Sunday, January 2, 2022

2021 - Fiction books

Here are the fiction books that stuck with me this year. I read a lot of genre fiction, mostly sci fi and fantasy, and while I have plenty of recommendations, only a few things really defined "my year" in reading fiction. 

Hench by Natalie Zina Walschots

I can't stop recommending this book. Captain Awkward and Ask a Manager recommended this book. It's about a gig worker who picks up a temp job for a supervillain, gets incidentally injured by a superhero, and then uses spreadsheets in a quest for revenge because she can't afford the medical bills. It's hilarious, it's angry, it's got gross body horror. (Also, the author wrote for First Person Scholar and Kotaku??)


Red Plenty by Francis Spufford

I personally don't really know what happened in the Soviet Union. Seems bad, right? Seems bad? Red Plenty is "historical fiction", an attempt to tell a true story through dramatized fictions. It is very human and neither "Hooray capitalism" nor "Truly the glory of Father Stalin will rise again". There are people who are trying to make the world better, and it just doesn't come together for them, and along the way, there are horrors. 



Driving the Deep by Suzanne Palmer

Ok, this is the second book in a series, and I'm not saying to skip the first book. But I am saying this book has a great setting: an underwater settlement on a moon of Saturn where  the protagonist drives an underwater truck route between disconnected bases while investigating a missing person.

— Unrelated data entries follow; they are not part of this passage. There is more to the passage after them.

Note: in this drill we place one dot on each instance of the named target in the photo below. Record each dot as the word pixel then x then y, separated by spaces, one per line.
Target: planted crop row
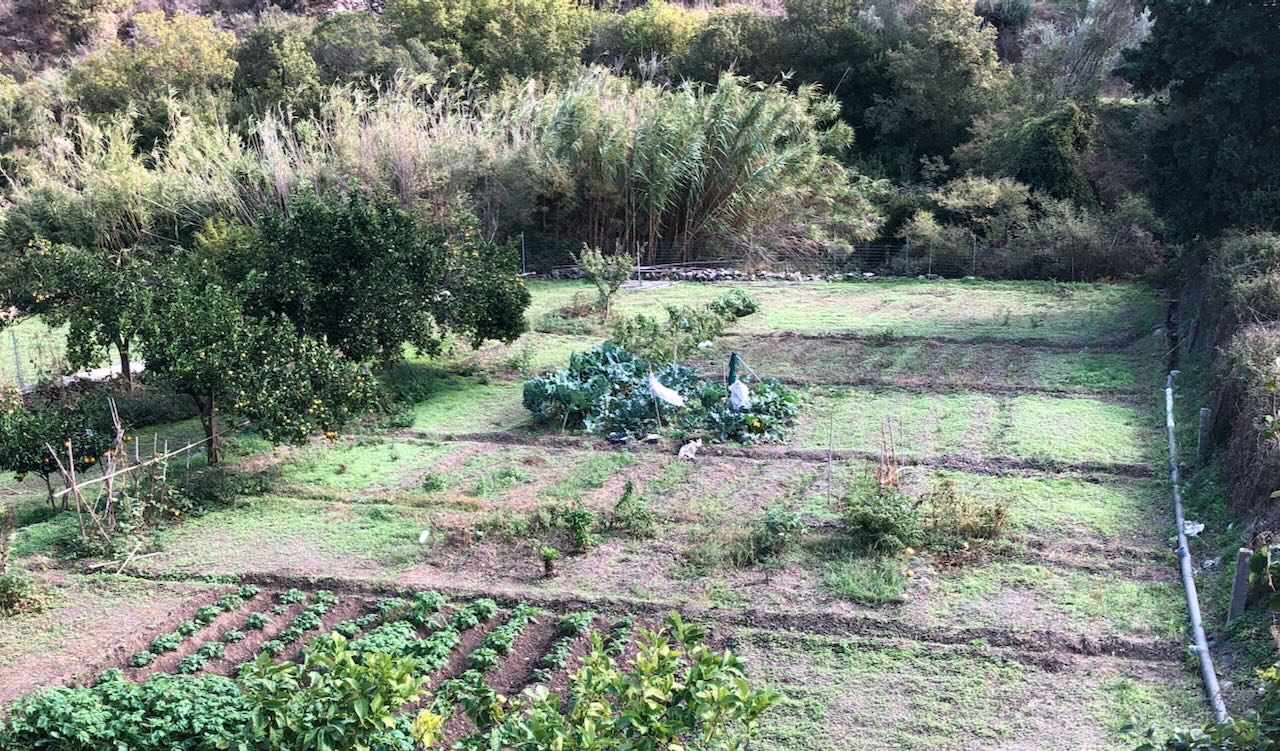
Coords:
pixel 309 619
pixel 429 654
pixel 470 692
pixel 570 628
pixel 202 617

It is fun, it is pulp, and the setting has stuck with me. 


The Traitor Baru Cormorant by Seth Dickinson

Baru is a savant whose island home is assimilated by empire. She rises through the ranks of the "meritocracy" and swears to destroy the Empire from within. 

Through the trilogy, she is confronted with people who share her goals. Some of them have been assimilated themselves, and can no longer fulfill their goals because of how thoroughly they have been assimilated. Some of them have cast off their shackles entirely, and live wild and free. She must negotiate these boundaries for herself, somewhere between these two extremes. Also, she runs arbitrage schemes to fund herself, which is fantastic reading for a year where I have once again become obsessed with cryptocurrency scams. 


The Hands of the Emperor by Victoria Goddard

This is a fantasy series, but the magic is not the point. The real fantasy is good, competent governance. That alone made it worth reading this year.